Muswil tersebut bertujuan merumuskan kebijakan strategis sekaligus mengonsolidasikan kekuatan partai dari tingkat wilayah hingga ranting.
Iskandar menambahkan, PKB berkomitmen meningkatkan kualitas kader melalui pelatihan kepemimpinan, pendidikan politik, dan pengembangan kapasitas sumber daya manusia. Penguatan kaderisasi diharapkan mampu melahirkan pemimpin berkualitas, berintegritas, dan mampu menjawab tantangan pembangunan di Papua Barat.
Selain itu, PKB juga berupaya menghadapi tantangan politik seperti polarisasi dan pragmatisme dengan memperkuat mekanisme pengawasan internal guna mencegah praktik korupsi, kolusi, dan nepotisme.
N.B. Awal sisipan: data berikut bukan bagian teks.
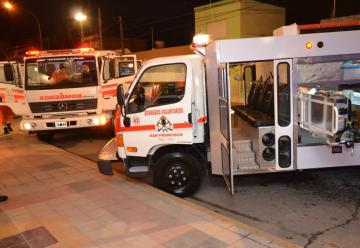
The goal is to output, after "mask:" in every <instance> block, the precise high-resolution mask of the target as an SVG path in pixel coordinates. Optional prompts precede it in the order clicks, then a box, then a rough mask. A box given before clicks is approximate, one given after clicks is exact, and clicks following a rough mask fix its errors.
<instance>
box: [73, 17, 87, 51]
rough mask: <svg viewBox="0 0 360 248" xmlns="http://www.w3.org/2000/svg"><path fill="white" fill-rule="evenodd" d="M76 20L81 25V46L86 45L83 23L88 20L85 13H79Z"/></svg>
mask: <svg viewBox="0 0 360 248" xmlns="http://www.w3.org/2000/svg"><path fill="white" fill-rule="evenodd" d="M74 19H75V20H76V21H78V22H79V23H80V37H81V44H83V43H84V30H83V22H84V21H85V20H86V19H87V16H86V15H85V14H84V13H81V12H78V13H76V14H75V16H74Z"/></svg>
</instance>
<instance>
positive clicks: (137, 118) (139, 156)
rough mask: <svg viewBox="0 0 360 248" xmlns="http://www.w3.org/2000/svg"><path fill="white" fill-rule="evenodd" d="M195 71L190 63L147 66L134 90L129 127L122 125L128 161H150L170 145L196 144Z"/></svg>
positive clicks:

“Musyawarah ini menjadi momentum strategis untuk membangkitkan semangat perjuangan kader, khususnya generasi muda, serta menata kembali struktur organisasi,” tegas Iskandar.
Melalui Muswil ini, PKB menegaskan perannya sebagai jembatan antara masyarakat dan pemerintah dalam memperjuangkan aspirasi rakyat melalui rekrutmen politik yang berintegritas dan berorientasi pada kepentingan publik.